O sucesso mostra a ‘serendipidade’ da pesquisa básica

Rosi e Walter foram apresentados pelo neurocientista Regis Kelly, PhD, diretor executivo do centro de inovação biotecnológica QB3 da Universidade da Califórnia, após o estudo de Walter de 2013 mostrando que a droga parecia aumentar instantaneamente as habilidades cognitivas em ratos saudáveis. Para Rosi, os resultados desse estudo implicavam em algum potencial cognitivo bloqueado no cérebro que a molécula estava de alguma forma desbloqueando, e ela se perguntou se esse impulso cognitivo extra poderia beneficiar pacientes com danos neurológicos por lesão cerebral traumática.

Os laboratórios uniram forças para estudar a questão em ratos e ficaram surpresos com o que encontraram. O ISRIB não apenas compensou alguns dos déficits cognitivos em ratos com lesão cerebral traumática – ele os apagou. “Isso nunca tinha sido visto antes”, disse Rosi. “O mantra em campo era que o dano cerebral é permanente – irreversível. Como um único tratamento com uma pequena molécula pode fazê-los desaparecer durante a noite? ”

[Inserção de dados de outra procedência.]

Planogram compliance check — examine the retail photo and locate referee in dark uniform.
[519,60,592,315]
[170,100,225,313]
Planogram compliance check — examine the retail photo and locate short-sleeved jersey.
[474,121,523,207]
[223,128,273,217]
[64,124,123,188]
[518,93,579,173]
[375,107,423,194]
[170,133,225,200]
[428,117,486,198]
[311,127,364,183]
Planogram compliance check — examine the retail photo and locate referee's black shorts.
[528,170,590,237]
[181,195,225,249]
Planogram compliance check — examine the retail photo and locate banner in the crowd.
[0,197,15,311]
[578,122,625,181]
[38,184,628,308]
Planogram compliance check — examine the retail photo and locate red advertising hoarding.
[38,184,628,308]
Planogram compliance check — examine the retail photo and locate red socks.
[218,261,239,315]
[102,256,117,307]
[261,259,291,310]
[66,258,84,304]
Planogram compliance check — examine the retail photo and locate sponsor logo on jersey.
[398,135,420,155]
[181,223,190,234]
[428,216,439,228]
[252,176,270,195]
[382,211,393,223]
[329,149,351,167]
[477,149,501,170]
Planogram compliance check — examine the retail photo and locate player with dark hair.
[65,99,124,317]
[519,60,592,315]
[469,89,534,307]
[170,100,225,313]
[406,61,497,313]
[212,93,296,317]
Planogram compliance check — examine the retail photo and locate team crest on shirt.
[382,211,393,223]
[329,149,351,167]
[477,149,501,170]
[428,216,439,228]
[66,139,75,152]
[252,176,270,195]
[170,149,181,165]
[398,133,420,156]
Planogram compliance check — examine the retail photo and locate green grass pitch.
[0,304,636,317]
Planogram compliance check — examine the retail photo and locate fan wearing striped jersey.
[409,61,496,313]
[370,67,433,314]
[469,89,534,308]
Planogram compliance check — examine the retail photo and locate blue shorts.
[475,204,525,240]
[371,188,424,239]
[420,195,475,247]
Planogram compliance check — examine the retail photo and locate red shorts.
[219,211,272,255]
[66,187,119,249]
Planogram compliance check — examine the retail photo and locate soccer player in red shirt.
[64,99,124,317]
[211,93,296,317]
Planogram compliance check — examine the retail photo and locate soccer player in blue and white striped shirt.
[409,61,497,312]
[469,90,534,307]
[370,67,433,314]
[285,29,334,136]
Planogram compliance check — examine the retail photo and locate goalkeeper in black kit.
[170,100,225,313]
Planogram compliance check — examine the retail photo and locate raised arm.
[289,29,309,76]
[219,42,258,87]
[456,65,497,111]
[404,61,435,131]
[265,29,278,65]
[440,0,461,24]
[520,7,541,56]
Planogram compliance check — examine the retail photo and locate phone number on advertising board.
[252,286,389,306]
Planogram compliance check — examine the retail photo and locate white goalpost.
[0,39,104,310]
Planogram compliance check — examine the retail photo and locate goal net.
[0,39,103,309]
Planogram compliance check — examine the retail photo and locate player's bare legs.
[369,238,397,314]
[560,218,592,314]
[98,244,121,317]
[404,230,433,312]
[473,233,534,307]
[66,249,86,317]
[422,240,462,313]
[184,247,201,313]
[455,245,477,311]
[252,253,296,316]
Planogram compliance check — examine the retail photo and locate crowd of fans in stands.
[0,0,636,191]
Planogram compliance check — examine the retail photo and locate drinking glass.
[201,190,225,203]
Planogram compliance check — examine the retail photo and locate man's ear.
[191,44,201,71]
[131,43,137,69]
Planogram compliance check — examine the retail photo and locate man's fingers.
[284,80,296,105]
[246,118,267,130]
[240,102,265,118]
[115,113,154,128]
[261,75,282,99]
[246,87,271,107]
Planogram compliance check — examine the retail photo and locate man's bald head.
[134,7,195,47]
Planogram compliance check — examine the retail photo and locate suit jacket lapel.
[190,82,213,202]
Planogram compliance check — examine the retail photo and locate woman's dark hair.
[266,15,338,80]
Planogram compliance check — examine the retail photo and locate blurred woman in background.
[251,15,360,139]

Outros estudos demonstraram que os neurônios em todo o cérebro de animais com lesão cerebral traumática estão completamente congestionados pelo ISR. Usar o ISRIB para liberar esses freios permite que as células cerebrais voltem imediatamente ao seu funcionamento normal. Mais recentemente, estudos em animais com lesões cerebrais repetitivas muito leves – semelhantes a atletas profissionais que experimentam muitas concussões leves ao longo de muitos anos – mostraram que o ISRIB poderia reverter o aumento do comportamento de risco associado a danos aos circuitos de autocontrole no córtex frontal.

“Não é sempre que você encontra um candidato a medicamento que mostra tanto potencial e promessa”, diz Walter, chamando-o de “simplesmente incrível”.

Sem efeitos colaterais

Pode-se pensar que interferir com o ISR, um mecanismo crítico de segurança celular, certamente causaria efeitos colaterais graves, mas até agora, em todos os seus estudos, os pesquisadores não observaram nenhum. Isso provavelmente se deve a dois fatores. Primeiro, são necessárias apenas algumas doses de ISRIB para redefinir a ativação ISR crônica e não saudável de volta a um estado mais saudável. Em segundo lugar, o ISRIB praticamente não tem efeito quando aplicado a células que empregam ativamente o ISR em sua forma mais poderosa – contra uma infecção viral agressiva, por exemplo.

O ISRIB foi licenciado pela Calico, uma empresa de South San Francisco, Califórnia, que explora a biologia do envelhecimento, e a idéia de direcionar o ISR para tratar doenças foi adotada por muitas outras empresas farmacêuticas, diz Walter.

“Quase parece bom demais para ser verdade, mas com o ISRIB, parece que atingimos o ponto ideal para manipular o ISR com uma janela terapêutica ideal”, disse Walter.